Im Januar 350 n. Chr. ermordete ein Offizier namens Magnentius Kaiser Constans, der gemeinsam mit seinem Bruder Constantius II. herrschte. Eine westliche Provinz nach der anderen stellte sich hinter den Usurpator, der mit einer proheidnischen, aber dennoch nicht christenfeindlichen Politik Aristokraten, Soldaten und Bürger für sich zu gewinnen versuchte. Constantius II. kämpfte derweil im fernen Osten gegen die Perser. Doch Constantius’ Schwester Constantina erkannte, dass ihr Bruder, um sich gegen Magnentius zu behaupten, dringend einen Mitkaiser benötigte. Der durfte allerdings keine eigenen Ambitionen entwickeln. Sie wählte daher Vetranio, einen schon in die Jahre gekommenen Heermeister des Balkanheeres.
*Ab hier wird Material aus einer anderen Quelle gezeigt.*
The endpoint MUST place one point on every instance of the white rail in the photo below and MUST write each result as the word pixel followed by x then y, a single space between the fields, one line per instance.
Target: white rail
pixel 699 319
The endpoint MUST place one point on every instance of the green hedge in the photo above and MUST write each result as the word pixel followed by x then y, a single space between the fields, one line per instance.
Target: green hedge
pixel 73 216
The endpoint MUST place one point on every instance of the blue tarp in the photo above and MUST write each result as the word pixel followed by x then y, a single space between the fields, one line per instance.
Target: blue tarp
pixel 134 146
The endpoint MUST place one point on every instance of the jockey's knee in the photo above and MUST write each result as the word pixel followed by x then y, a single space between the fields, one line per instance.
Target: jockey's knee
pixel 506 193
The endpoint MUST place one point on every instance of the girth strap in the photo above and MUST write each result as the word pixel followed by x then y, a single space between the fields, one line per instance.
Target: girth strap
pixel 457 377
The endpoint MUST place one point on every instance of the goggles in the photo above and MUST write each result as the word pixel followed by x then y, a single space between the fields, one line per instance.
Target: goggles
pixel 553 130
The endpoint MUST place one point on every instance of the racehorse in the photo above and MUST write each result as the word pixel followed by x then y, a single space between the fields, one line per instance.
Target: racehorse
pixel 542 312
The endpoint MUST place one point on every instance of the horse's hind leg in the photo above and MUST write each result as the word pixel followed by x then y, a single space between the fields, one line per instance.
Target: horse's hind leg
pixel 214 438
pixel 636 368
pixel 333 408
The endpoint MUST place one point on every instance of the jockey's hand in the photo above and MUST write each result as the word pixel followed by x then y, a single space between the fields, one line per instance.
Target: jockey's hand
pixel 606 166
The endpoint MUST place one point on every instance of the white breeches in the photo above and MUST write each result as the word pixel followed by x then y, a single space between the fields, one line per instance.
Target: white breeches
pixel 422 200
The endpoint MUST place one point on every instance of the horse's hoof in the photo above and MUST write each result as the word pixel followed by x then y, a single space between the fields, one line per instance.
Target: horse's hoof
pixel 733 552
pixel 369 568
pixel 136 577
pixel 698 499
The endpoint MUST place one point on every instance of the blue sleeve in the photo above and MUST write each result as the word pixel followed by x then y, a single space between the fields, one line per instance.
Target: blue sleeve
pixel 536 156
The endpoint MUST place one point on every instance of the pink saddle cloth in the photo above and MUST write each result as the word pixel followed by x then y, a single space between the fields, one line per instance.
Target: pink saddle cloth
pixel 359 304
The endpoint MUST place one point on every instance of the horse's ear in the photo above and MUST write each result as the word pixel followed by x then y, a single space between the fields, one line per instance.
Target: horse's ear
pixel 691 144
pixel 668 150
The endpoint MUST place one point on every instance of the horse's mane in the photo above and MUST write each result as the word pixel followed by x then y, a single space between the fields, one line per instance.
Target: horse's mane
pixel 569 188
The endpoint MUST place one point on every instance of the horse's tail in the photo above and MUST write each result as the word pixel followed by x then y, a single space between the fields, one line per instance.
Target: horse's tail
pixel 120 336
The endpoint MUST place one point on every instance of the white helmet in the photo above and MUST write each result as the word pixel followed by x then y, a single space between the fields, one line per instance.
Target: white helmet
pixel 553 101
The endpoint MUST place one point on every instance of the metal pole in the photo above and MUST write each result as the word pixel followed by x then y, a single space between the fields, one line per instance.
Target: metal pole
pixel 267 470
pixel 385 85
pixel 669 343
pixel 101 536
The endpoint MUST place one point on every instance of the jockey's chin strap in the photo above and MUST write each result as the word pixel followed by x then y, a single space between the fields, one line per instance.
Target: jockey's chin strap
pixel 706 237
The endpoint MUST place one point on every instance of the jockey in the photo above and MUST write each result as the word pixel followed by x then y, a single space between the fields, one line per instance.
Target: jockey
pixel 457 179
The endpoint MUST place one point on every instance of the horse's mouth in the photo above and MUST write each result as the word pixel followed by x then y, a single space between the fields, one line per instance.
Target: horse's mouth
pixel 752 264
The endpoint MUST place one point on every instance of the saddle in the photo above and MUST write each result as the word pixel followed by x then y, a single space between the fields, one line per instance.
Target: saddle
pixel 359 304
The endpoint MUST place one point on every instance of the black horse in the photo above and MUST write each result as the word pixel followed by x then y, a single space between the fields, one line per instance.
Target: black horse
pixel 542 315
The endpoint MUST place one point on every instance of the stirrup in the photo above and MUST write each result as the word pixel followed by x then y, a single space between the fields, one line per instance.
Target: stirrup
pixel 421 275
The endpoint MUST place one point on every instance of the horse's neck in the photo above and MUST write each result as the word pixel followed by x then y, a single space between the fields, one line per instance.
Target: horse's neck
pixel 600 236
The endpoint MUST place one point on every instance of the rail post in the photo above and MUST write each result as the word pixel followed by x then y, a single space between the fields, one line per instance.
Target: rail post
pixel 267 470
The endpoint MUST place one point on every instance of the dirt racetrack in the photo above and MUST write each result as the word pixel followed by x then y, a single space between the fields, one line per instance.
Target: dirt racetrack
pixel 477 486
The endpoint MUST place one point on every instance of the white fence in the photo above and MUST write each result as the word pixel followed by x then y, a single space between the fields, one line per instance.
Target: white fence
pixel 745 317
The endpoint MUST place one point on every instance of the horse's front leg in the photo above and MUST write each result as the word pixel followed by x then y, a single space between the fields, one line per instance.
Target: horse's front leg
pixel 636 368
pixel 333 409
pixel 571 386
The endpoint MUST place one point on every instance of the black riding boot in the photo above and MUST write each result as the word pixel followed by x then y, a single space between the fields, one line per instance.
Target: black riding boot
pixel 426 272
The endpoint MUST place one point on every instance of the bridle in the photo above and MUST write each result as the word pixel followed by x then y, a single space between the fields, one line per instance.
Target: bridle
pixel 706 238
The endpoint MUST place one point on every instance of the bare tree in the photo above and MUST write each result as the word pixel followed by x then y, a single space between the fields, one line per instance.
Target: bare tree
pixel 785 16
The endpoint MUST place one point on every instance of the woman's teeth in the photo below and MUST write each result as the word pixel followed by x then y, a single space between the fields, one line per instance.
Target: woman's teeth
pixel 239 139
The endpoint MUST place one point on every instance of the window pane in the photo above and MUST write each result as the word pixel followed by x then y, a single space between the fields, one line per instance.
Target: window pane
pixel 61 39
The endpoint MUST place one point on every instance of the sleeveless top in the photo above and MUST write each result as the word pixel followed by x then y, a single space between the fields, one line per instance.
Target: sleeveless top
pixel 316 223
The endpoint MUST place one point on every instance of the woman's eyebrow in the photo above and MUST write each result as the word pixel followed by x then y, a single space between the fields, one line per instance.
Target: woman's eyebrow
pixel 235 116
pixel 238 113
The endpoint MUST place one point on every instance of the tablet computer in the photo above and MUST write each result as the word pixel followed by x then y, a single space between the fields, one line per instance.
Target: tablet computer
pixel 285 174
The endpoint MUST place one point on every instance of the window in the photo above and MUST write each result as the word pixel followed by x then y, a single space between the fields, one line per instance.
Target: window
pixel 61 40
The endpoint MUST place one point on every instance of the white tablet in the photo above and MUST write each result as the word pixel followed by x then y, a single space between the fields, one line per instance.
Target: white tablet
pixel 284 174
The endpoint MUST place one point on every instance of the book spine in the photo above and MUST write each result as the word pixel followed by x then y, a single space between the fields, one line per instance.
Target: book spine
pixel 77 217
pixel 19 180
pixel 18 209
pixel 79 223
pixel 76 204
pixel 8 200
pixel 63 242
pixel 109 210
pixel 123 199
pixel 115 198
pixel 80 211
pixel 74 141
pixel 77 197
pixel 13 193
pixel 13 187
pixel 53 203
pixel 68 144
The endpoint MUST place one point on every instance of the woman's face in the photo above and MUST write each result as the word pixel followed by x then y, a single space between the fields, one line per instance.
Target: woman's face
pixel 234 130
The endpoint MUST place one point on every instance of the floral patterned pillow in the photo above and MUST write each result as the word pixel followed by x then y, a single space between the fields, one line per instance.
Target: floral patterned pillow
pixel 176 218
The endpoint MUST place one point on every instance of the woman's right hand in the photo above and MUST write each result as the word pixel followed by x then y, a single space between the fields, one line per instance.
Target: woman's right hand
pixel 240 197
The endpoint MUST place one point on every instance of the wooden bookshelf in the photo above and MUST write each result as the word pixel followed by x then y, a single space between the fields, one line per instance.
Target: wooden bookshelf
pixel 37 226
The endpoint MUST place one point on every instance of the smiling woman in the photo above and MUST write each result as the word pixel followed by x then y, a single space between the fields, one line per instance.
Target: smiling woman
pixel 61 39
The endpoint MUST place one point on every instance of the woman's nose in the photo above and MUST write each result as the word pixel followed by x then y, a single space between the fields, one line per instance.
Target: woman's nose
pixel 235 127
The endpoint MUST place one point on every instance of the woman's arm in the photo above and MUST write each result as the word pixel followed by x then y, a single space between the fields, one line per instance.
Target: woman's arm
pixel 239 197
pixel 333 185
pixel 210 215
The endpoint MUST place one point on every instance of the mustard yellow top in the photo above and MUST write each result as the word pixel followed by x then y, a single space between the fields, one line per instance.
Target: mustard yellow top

Vetranio rief sich am 1. März 350 zum Augustus aus und wurde prompt von Constantius anerkannt. Dies stieg Vetranio wohl etwas zu Kopf, denn er umwarb sogleich Constantina – ebenso wie Magnentius. Ihr Bruder ließ beide Bewerber abblitzen. In Eilmärschen kehrte er von seinem Perser-Feldzug zurück und maßregelte zunächst Vetranio. Brav übergab dieser seine Heeresverbände und dankte am 25. Dezember 350 n. Chr. ab. Constantius gestand ihm einen komfortablen Alterssitz in Kleinasien zu, wo Vetranio seinen Lebensabend standesgemäß beschloss. Magnentius hingegen war keine Marionette: Es dauerte drei Jahre, bis Constantius II. ihn endgültig besiegt hatte und nun selbst, ohne Mitkaiser, alleiniger Herrscher über das gesamte Römische Reich wurde.